Would like to upgrade the manual steering box in my 65 GTO but not necessarily want to go to power steering, was wondering if anyone has installed a manual quick ratio box and if it made a difference? I run 15" tires on the car and steering in tight turns is tough. Thanks.


----------



## Pinion head (Jan 3, 2015)

With wider tires, hope you are built like Arnold. Have had a manual strg on several GTO's with 235-60's, 245-60's on the front, and they were a workout in parking lots. Tightening up the ratio on a manual boxes, only increases the effort to turn the wheels at or near a stand still. When manual steering was fairly common, vehicles had quite a bit larger diameter steering wheels and fairly narrow tire/ wheel combo's, thus they were manageable in parking lots. At speed, I've never had any problem driving with manual stg equipped cars, but they sure weren't as much fun to drive as my autocross modded WS6 T/A.

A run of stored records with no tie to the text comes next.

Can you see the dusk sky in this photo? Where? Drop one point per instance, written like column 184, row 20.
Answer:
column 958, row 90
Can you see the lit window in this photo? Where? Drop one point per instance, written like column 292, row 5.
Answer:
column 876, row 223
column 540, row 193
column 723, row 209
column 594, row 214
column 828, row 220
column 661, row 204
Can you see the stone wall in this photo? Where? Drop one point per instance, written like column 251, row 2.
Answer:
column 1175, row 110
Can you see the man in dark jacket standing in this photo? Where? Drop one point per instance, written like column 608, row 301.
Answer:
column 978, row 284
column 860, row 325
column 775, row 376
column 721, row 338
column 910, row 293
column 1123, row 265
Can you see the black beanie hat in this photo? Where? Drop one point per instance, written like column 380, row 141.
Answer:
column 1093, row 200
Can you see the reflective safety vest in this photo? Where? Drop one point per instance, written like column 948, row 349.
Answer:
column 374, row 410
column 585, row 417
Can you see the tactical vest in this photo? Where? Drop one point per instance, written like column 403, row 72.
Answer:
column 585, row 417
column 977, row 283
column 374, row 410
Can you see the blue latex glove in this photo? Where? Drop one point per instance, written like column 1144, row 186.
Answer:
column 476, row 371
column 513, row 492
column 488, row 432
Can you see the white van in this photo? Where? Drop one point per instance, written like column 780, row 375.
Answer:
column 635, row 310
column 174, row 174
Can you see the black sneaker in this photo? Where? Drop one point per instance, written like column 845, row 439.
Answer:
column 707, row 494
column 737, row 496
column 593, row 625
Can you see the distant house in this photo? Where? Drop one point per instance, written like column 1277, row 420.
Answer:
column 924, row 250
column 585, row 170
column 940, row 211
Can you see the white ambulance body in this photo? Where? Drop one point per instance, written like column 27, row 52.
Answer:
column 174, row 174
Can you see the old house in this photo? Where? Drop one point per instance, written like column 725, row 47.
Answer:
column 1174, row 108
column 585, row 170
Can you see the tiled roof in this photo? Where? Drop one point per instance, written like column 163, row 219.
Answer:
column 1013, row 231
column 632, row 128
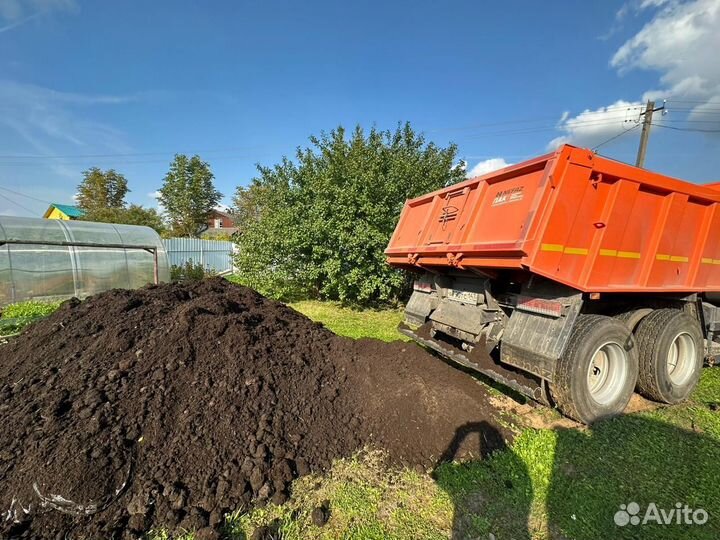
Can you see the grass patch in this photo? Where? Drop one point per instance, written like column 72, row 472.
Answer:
column 378, row 324
column 368, row 500
column 15, row 317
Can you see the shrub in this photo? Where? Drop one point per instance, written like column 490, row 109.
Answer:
column 317, row 227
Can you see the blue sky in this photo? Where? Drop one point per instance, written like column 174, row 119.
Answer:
column 127, row 84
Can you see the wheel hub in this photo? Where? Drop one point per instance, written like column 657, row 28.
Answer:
column 681, row 358
column 607, row 372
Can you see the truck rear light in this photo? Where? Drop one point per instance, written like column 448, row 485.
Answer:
column 552, row 308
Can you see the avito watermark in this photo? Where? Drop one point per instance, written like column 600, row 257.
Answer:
column 681, row 514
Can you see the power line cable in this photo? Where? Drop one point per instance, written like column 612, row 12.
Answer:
column 24, row 195
column 615, row 137
column 698, row 130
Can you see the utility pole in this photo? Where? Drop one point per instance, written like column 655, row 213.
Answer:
column 645, row 135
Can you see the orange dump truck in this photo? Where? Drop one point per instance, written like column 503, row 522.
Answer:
column 571, row 278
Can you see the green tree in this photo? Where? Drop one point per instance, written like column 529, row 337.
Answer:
column 188, row 195
column 317, row 226
column 134, row 214
column 102, row 189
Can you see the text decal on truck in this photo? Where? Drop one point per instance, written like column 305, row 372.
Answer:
column 508, row 195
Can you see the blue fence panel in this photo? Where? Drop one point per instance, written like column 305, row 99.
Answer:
column 215, row 255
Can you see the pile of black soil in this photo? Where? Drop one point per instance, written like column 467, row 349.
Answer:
column 172, row 405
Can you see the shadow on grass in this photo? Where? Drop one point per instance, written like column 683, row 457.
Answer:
column 570, row 483
column 634, row 459
column 470, row 485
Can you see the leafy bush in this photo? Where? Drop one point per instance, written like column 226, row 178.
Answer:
column 317, row 227
column 190, row 271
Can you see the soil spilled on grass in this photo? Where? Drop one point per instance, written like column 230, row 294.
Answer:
column 172, row 405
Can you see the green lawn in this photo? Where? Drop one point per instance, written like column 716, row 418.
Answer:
column 351, row 322
column 550, row 483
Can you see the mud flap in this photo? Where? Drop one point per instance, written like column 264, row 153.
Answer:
column 522, row 383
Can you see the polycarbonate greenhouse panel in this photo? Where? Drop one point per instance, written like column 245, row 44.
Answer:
column 50, row 259
column 589, row 222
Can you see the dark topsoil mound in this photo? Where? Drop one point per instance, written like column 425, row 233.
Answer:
column 174, row 404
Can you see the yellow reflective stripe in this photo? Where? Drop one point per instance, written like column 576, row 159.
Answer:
column 677, row 258
column 628, row 255
column 559, row 248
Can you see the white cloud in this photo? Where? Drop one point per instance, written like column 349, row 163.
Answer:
column 680, row 42
column 488, row 166
column 592, row 127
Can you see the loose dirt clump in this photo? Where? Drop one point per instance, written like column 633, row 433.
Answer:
column 172, row 405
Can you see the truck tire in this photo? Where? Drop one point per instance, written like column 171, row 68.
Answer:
column 596, row 375
column 670, row 348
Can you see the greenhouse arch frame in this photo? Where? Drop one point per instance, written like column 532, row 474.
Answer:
column 53, row 259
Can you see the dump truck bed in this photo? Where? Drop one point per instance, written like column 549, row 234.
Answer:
column 589, row 222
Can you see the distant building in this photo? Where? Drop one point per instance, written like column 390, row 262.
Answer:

On the '70-73 Pontiacs, one couldn't get a Formula strg whl with manual strg. Not only were the Formula wheels of a small diameter, but the repeated tugs on a Formula wheel in parking lots would eventually destroy the hard foam covering of the rim. On one of my keepers I've swapped it to manual strg, as one of several efforts to knock weight off to run at the track. It's original thick rim Formula wheel is now hanging on the wall, and am currently restoring a base custom steering wheel to bolt onto the column. Best solution I could find.


----------



## geeteeohguy (Feb 2, 2008)

Very well put, PH.....and 100% accurate. Faster steering means harder steering. No way around it. Less leverage.


----------